The only issue to be decided in this appeal is whether the Trial Court’s (DiClerico, J.) order requiring the defendant, Avery Johnson, to pay attorney’s fees incurred by the plaintiff, Town of Milford, which prevailed against him in an action for injunctive relief, was proper under Harkeem v. Adams, 117 N.H. 687, 377 A.2d 617 (1977).
The defendant owns forty-seven acres of land in Milford, New Hampshire. Sometime before August 1980, he began construction of a “solar home/solar laboratory” in the center of his tract. On several occasions since that time, town officials have ordered the defendant to cease and desist construction and requested that he apply for a building permit. The defendant persistently refused to comply with these requests, arguing that the Milford zoning ordinance, which requires building permits for all structures, violated his constitutional right to privacy. In support of his argument and his decision not to apply for a building permit, the defendant relied *876upon dictum he found in this court’s decision in Carey v. Westmoreland, 120 N.H. 374, 415 A.2d 333 (1980), stating that liberty “requires that government not interfere with our lives so long as we do no injury to others.” Id. at 376. He argued that his case is similar to Carey because the building he was constructing with his own hands and in his spare time, was located in the middle of his forty-seven acres, and was not visible to anyone beyond the boundaries of the parcel; thus it “did harm to no one.”
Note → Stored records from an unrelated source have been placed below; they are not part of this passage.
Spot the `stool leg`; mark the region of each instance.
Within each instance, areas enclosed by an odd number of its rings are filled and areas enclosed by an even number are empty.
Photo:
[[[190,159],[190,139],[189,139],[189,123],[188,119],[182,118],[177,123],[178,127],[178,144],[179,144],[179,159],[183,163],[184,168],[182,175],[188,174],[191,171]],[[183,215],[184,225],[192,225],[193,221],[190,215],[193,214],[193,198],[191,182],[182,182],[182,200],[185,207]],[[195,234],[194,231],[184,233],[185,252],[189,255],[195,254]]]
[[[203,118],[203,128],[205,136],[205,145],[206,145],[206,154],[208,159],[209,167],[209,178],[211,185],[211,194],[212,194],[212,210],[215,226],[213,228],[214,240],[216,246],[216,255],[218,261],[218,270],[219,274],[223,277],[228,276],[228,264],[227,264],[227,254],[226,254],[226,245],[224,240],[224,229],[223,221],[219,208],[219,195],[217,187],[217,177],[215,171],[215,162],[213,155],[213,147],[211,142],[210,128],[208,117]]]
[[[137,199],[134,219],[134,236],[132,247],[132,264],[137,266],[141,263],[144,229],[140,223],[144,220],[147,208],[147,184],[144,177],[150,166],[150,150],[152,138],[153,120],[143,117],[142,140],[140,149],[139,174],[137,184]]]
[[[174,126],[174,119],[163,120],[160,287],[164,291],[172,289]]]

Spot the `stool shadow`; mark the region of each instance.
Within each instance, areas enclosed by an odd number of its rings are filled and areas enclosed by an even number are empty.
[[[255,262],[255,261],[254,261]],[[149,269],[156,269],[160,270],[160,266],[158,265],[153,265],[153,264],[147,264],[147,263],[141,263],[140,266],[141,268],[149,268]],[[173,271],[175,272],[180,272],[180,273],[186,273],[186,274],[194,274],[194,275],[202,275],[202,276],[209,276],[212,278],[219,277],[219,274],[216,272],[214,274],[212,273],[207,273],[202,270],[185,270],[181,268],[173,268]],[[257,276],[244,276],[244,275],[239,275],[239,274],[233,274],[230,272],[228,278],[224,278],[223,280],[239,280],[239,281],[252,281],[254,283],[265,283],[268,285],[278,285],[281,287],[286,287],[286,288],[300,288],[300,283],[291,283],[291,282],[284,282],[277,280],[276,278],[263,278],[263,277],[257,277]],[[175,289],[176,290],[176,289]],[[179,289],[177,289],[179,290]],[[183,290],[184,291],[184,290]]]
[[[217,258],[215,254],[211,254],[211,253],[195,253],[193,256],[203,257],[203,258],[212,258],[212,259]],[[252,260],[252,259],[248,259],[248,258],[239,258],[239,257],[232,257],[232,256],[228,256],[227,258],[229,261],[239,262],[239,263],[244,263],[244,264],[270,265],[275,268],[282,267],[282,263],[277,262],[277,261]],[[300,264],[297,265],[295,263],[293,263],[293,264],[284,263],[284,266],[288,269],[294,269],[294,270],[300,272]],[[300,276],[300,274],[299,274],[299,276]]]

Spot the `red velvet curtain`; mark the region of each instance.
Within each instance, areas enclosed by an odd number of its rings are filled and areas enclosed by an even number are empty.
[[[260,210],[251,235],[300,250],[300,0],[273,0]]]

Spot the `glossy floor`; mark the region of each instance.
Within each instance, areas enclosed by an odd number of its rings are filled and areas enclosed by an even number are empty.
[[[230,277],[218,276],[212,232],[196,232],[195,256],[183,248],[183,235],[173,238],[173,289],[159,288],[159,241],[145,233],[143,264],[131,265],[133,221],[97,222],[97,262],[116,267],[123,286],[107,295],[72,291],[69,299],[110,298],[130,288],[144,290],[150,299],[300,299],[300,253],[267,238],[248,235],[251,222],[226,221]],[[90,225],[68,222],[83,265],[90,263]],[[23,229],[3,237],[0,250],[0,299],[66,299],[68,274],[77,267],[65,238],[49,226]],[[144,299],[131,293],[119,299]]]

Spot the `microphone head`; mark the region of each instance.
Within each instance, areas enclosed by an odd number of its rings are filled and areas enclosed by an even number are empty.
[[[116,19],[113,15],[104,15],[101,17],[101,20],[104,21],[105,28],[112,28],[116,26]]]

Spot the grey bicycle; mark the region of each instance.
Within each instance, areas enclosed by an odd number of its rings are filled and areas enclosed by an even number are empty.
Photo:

In November 1980, the town filed a petition for temporary and permanent injunctive relief against the defendant seeking: to enjoin him from further construction; to require him to apply for a building permit; and to compel him to pay fines, costs and attorney’s fees. The defendant appeared pro se in all proceedings before the trial court. After a hearing, the trial court ordered the defendant to apply for a building permit and, finding that the defendant’s refusal to apply for a building permit had been “deliberate and wanton,” it ordered him to pay the plaintiff’s costs and attorney’s fees in the amount of $1,724.51. Pursuant to that order, the defendant applied for and received a building permit, but he refused to pay the attorney’s fees and requested a rehearing on that issue. After a rehearing, the trial court reaffirmed its previous order concerning the attorney’s fees, and the defendant appealed.
In its award of attorney’s fees to the plaintiff, the trial court relied upon this court’s decision in Harkeem v. Adams, which establishes standards for awarding attorney’s fees in certain cases. See 117 N.H. at 691, 377 A.2d at 619. It found that the defendant’s failure to comply with the Milford zoning ordinance supported a finding of bad faith, or conduct so contemptuous, or outrageous, as to allow an exception to the general rule that parties pay their own counsel fees. See Pugliese v. Town of Northwood, 119 N.H. 743, 752, 408 A.2d 113, 119 (1979). It is well settled that our scope of review in cases such as this is limited. Gauthier v. Robinson, 122 N.H. 365, 369, 444 A.2d 564, 566 (1982). We nevertheless consider that the facts before the trial court do not support its finding of bad faith, contemptuous, or outrageous conduct in this case. It is apparent that the defendant did little more than assert what one could honestly believe were his constitutional rights against the town in the American tradition of “fighting City Hall.” But see Manchester v. Hodge, 75 N.H. 502, 77 A. 76 (1910). His conduct therefore does not fall under any of the exceptions to the general rule set forth in Harkeem v. Adams, 117 N.H. at 690-91, 377 A.2d at 619; therefore, *877he should not be penalized for asserting his rights by having to pay the town’s attorney’s fees. Id. at 690, 377 A.2d at 618.
Reversed.
King, C.J., did not sit; BoiS, J., dissented; the others concurred.